TempTabQA: Temporal Question Answering for Semi-Structured Tables

Vivek Gupta, Pranshu Kandoi, Mahek Vora, Shuo Zhang, Yujie He, Ridho Reinanda, Vivek Srikumar


Abstract
Semi-structured data, such as Infobox tables, often include temporal information about entities, either implicitly or explicitly. Can current NLP systems reason about such information in semi-structured tables? To tackle this question, we introduce the task of temporal question answering on semi-structured tables. We present a dataset, TEMPTABQA, which comprises 11,454 question-answer pairs extracted from 1,208 Wikipedia Infobox tables spanning more than 90 distinct domains. Using this dataset, we evaluate several state-of-the-art models for temporal reasoning. We observe that even the top-performing LLMs lag behind human performance by more than 13.5 F1 points.
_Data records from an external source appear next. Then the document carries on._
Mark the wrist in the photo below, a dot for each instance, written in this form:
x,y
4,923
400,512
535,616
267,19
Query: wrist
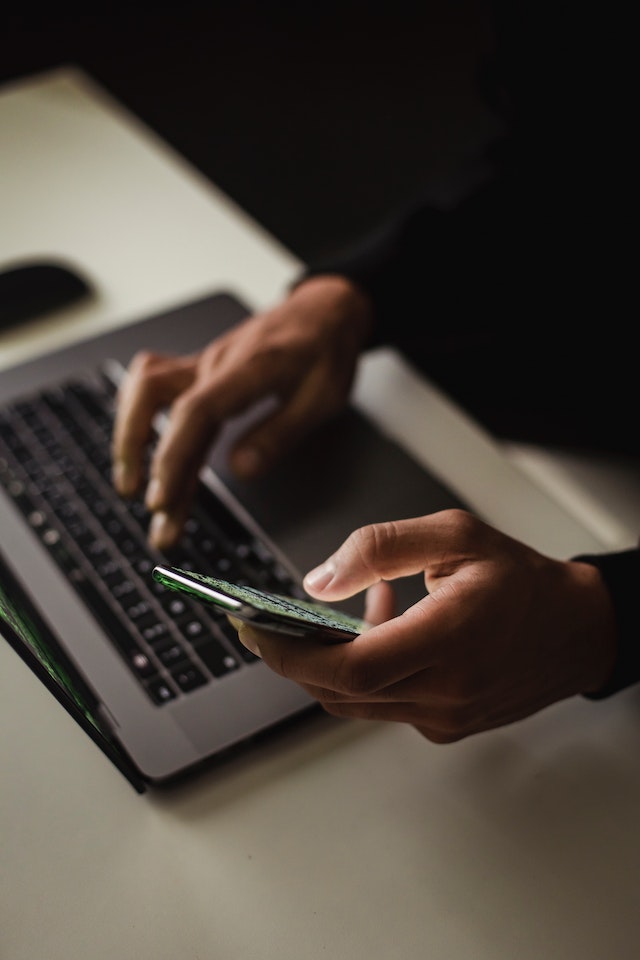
x,y
339,296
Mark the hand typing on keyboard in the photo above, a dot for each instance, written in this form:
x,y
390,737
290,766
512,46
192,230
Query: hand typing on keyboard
x,y
304,352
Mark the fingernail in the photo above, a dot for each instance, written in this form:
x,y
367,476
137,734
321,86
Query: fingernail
x,y
320,577
152,497
123,478
163,530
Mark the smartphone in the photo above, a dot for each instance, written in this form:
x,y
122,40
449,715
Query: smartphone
x,y
271,611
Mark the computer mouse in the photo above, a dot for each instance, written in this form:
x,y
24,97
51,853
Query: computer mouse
x,y
32,288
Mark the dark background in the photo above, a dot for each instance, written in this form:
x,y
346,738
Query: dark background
x,y
317,123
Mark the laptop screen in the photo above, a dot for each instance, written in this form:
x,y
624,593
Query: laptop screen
x,y
33,640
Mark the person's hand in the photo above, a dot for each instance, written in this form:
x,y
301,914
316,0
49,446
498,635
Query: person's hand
x,y
503,632
303,353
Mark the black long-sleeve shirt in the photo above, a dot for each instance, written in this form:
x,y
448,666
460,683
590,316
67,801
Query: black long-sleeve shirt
x,y
520,301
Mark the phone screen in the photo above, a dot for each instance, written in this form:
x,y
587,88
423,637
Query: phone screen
x,y
269,610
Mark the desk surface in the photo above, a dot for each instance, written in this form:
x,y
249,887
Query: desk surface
x,y
341,839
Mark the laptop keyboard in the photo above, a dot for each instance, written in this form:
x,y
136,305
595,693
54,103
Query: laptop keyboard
x,y
55,464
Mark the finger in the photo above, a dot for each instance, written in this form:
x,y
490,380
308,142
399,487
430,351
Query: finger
x,y
384,655
151,382
380,603
296,416
437,544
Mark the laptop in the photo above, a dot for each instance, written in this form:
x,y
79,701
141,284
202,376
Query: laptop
x,y
159,681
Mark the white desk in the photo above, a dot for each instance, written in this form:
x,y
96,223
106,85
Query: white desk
x,y
351,840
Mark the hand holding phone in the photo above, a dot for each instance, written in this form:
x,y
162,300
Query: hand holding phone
x,y
269,611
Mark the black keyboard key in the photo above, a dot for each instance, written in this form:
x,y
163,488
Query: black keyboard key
x,y
188,677
160,690
215,658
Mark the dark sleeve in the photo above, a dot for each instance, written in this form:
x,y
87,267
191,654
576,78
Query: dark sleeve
x,y
621,573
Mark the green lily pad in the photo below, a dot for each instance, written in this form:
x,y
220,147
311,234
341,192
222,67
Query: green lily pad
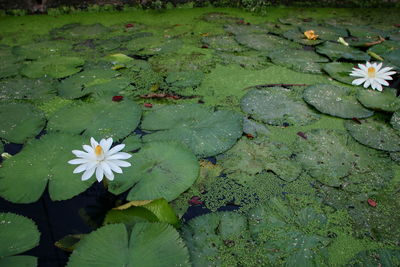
x,y
40,162
98,119
264,42
250,157
53,67
159,170
222,43
298,60
23,88
20,121
42,49
382,101
94,81
148,244
205,132
297,36
276,106
325,155
340,71
375,133
78,31
395,120
185,78
13,240
336,101
337,51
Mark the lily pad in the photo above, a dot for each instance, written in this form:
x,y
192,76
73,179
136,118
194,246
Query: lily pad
x,y
382,101
148,244
159,170
336,101
265,42
94,81
42,49
340,71
205,132
337,51
53,67
276,106
298,60
24,88
40,162
325,155
375,133
395,120
20,121
98,119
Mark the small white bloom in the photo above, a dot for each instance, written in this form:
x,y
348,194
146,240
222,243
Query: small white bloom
x,y
372,74
101,159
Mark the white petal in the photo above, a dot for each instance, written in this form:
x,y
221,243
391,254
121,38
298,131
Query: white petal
x,y
115,149
78,161
121,163
358,81
93,142
119,155
87,174
99,173
114,167
80,168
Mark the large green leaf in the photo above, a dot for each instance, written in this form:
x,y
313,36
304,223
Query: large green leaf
x,y
148,245
336,101
54,67
205,132
375,133
339,71
99,119
17,234
40,162
277,106
159,170
20,121
337,51
24,88
383,101
298,60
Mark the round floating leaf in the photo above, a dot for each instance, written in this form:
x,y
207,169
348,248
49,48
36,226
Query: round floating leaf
x,y
92,81
17,234
159,170
375,133
339,71
147,245
336,101
23,88
383,101
276,106
54,67
205,132
222,43
99,119
42,49
41,161
325,155
264,42
395,120
337,51
298,60
20,121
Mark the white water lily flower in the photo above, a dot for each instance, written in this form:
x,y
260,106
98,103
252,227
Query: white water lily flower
x,y
372,74
100,159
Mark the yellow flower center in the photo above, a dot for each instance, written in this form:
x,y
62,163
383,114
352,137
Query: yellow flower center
x,y
371,72
98,150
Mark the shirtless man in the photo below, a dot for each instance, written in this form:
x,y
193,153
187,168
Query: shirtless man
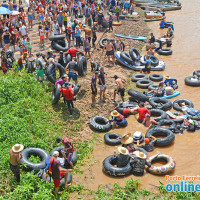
x,y
120,87
110,50
150,52
15,156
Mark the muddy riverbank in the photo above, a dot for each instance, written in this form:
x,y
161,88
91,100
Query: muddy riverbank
x,y
183,62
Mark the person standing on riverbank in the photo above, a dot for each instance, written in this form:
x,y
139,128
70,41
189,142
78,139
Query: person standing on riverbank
x,y
15,156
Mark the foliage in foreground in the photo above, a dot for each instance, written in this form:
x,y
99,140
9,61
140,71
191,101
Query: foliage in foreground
x,y
26,117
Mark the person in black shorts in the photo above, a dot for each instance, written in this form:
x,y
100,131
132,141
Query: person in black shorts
x,y
120,87
94,87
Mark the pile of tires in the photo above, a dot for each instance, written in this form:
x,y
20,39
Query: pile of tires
x,y
58,43
159,131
Given these results, our dataset has the potential to serve as a challenging benchmark to improve the temporal reasoning capabilities of NLP models.
Anthology ID:
2023.emnlp-main.149
Volume:
Proceedings of the 2023 Conference on Empirical Methods in Natural Language Processing
Month:
December
Year:
2023
Address:
Singapore
Editors:
Houda Bouamor, Juan Pino, Kalika Bali
Venue:
EMNLP
SIG:
Publisher:
Association for Computational Linguistics
Note:
Pages:
2431–2453
Language:
URL:
https://aclanthology.org/2023.emnlp-main.149
DOI:
10.18653/v1/2023.emnlp-main.149
Bibkey:
Cite (ACL):
Vivek Gupta, Pranshu Kandoi, Mahek Vora, Shuo Zhang, Yujie He, Ridho Reinanda, and Vivek Srikumar. 2023. TempTabQA: Temporal Question Answering for Semi-Structured Tables. In Proceedings of the 2023 Conference on Empirical Methods in Natural Language Processing, pages 2431–2453, Singapore. Association for Computational Linguistics.
Cite (Informal):
TempTabQA: Temporal Question Answering for Semi-Structured Tables (Gupta et al., EMNLP 2023)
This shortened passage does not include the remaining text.